1.5/30 Fables: Animal Farm
This is the second in a series of graphic novels about fairy tale characters who have been driven from their homeland by a great evil and taken refuge in New York City-- think OUAT but better and all characters have their memories. I started reading them because of The Wolf Among Us video game/interactive story and they're quite good so far, though given the game's focus on Bigby Wolf (yes, the big bad wolf), I thought he would be the main character of the novels. Not so; this story focused on Snow White and Rose Red attempting to quell an uprising at the farm where all the non-human Fables live who can't afford glamours to make them look human. I've read the odd comic book/graphic novel in the past, but none that I cared to pursue the entire series of. I'm excited to start with this one!
Rating: 4/5 stars
2/30: Tarzan of the Apes by Edgar Rice Burroughs
One thing I love about literature from different time periods is how it snapshots a culture, a way of thinking that's so different from our own, even if we know it now to be wrong. Burroughs definitely portrays (and fully believed in himself) a very racist and classist view of the world-- blacks are either savage or silly, white aristocracy always asserts its dominance, and macho manly-manness complete with dirt, nakedness, hunting, killing, dispassion, and lots and lots of muscles is ideal. To him, Tarzan is Perfect because he is both a grunt-spit-kill-flex 'primal' man by necessity and an aristocrat by birth, which of course means that he can read and write despite hearing no spoken language and can learn French and how to drive a car in like a month. (Learning nouns from pictures, maybe, but who could figure out what 'of' and 'the' mean without communication? Oh wait, aristocrats, I guess.) Burroughs calls Tarzan a god probably twice per page, especially after he kills something and uses his manly muscles to make Jane swoon and want him forever.
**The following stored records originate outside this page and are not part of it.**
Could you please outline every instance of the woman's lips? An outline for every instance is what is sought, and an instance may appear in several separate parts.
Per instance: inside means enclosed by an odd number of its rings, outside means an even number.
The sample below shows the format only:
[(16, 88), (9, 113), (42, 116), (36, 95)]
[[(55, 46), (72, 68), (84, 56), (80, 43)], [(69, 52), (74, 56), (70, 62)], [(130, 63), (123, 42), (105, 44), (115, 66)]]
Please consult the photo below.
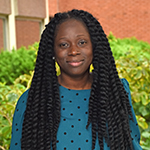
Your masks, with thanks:
[(78, 67), (83, 63), (83, 61), (68, 61), (67, 63), (73, 67)]

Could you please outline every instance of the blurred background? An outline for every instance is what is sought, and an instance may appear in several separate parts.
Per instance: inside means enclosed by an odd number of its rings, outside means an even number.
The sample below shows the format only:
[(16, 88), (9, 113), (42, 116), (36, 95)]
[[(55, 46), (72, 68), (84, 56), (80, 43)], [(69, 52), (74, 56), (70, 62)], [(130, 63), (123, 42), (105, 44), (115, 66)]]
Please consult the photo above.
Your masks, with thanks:
[(0, 150), (9, 149), (15, 106), (30, 88), (45, 24), (71, 9), (101, 23), (119, 77), (130, 85), (140, 145), (150, 150), (150, 0), (0, 0)]
[(0, 0), (0, 49), (39, 41), (55, 13), (73, 8), (92, 13), (107, 35), (150, 43), (150, 0)]

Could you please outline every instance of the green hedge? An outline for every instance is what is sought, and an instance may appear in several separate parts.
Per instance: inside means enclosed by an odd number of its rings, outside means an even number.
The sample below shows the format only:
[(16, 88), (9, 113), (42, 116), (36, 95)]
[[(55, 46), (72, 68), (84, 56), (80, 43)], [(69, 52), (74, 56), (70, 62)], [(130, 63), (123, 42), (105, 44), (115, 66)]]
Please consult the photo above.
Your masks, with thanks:
[[(138, 41), (136, 38), (118, 39), (112, 34), (110, 34), (108, 38), (116, 60), (119, 76), (120, 78), (126, 78), (130, 83), (133, 107), (141, 130), (141, 145), (143, 150), (149, 150), (150, 45), (146, 42)], [(37, 51), (38, 43), (35, 45), (36, 46), (30, 47), (34, 54)], [(16, 59), (14, 59), (14, 63), (15, 60)], [(9, 62), (11, 63), (11, 61)], [(35, 58), (31, 64), (33, 65), (34, 62)], [(8, 66), (10, 66), (10, 64), (8, 64)], [(20, 66), (18, 65), (17, 67)], [(58, 66), (57, 71), (59, 74), (60, 70)], [(2, 74), (4, 73), (2, 72)], [(2, 150), (7, 150), (9, 147), (11, 123), (15, 104), (20, 95), (29, 88), (32, 75), (33, 71), (28, 69), (27, 73), (21, 74), (16, 79), (13, 78), (13, 82), (10, 82), (10, 80), (7, 80), (8, 78), (5, 78), (5, 83), (2, 81), (0, 83), (0, 149)], [(6, 83), (12, 83), (12, 85), (6, 85)]]
[(34, 69), (37, 48), (38, 43), (35, 43), (28, 49), (3, 51), (0, 54), (0, 82), (10, 85), (20, 75), (29, 74)]

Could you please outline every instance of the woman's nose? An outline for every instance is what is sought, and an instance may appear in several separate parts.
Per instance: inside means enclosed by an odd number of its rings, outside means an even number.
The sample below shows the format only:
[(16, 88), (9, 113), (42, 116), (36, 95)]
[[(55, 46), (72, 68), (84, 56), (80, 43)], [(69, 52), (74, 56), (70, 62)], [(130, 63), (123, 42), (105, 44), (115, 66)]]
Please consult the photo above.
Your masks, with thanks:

Can you tell I am greatly amused by this book? I can definitely see why it has its place in the adventure genre's canon, especially since it plays to the Rich White Male ego that was so prevalent at the time. But for today's standards it was not very well written and resulted in lots of chuckles and eye rolls because much like primitive man, Burroughs likes to beat people over the head with things, only he uses words like 'forest god' and 'primeval man' instead of sticks. Hey, maybe he's an aristocrat!
Rating: 3.5/5 because I found it rather funny. It was worth reading for sure.